Rout from cascode = Ra' // RLdc, in this case 175k // 27k = 23k4. 

If V1a Rk was unbypassed, Rout at V1b anode = 1,331k // 27k = 26.4k.
My triode cascode circuit shows cap coupled R4 50k. This R value is typical
of a the Rin to an RIAA network 1kHz. Passive RIAA networks have varying
input Z, with higher Z at 20Hz and slightly low Z at 10kHz. 
If the cascode stage shown does drive a passive RIAA network then R&C values
chosen for the network must include for effective Rout of the stage, in this case
about 23k4. 
Most inexperienced ppl get this part of circuit design hopelessly wrong!

The SNR in triode phono circuits is mainly determined by the unavoidable grid
input noise and shot noise which is rarely less than 1uV in good samples of
most small signal triodes such as 1/2 12AX7 or 6DJ8. If an MM cart has
Vo = 4mV, then SNR = 1uV / 4mV = 0.001 / 4 = 0.00025 = -72dB. Much of
the triode noise spectrum will be below 1kHz. Noise in other parts of a
possible preamp may reduce this SNR by +6dB to - 66dB. The noise of the
triodes is just below noise of an unmodulated vinyl groove so that when amp
gain is turned up with cart in a quiet groove you hear the vacant groove, and
with very little amp noise able to be heard. With the MM cart, the gain will rarely
ever need to be turned up high enough to hear the vacant groove noise, hence
vinyl is an acceptable true hi-fi source providing the grooves are clean and free
of muck which produces crackles & pops. The vacant groove noise probably
has some noise from the tape source used when cutting the record. A quiet
recording venue or hall where there is total audience silence may still have noise.

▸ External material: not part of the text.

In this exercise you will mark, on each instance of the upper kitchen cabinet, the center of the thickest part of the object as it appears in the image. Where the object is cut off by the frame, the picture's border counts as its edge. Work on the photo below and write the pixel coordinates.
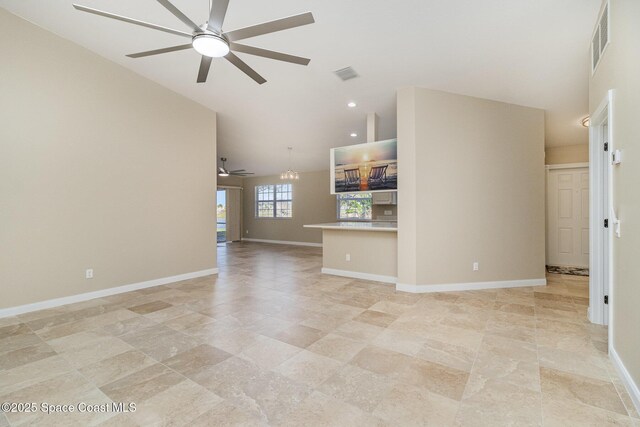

Grid input noise is theoretically inversely proportional to square root of Gm.

The higher the Gm, the lower the noise. So if 2 x 1/2 6DJ8 are paralleled, noise
reduces x 0.707 ( in theory ). The 6DJ8 has much higher Gm than 12AX7, yet in
practice noise is often no lower than many 12AX7.

With 2SK369 j-fet, the gate input noise is commonly below 0.1uV, and the vacant
vinyl groove noise dominates, even when gain is turned up.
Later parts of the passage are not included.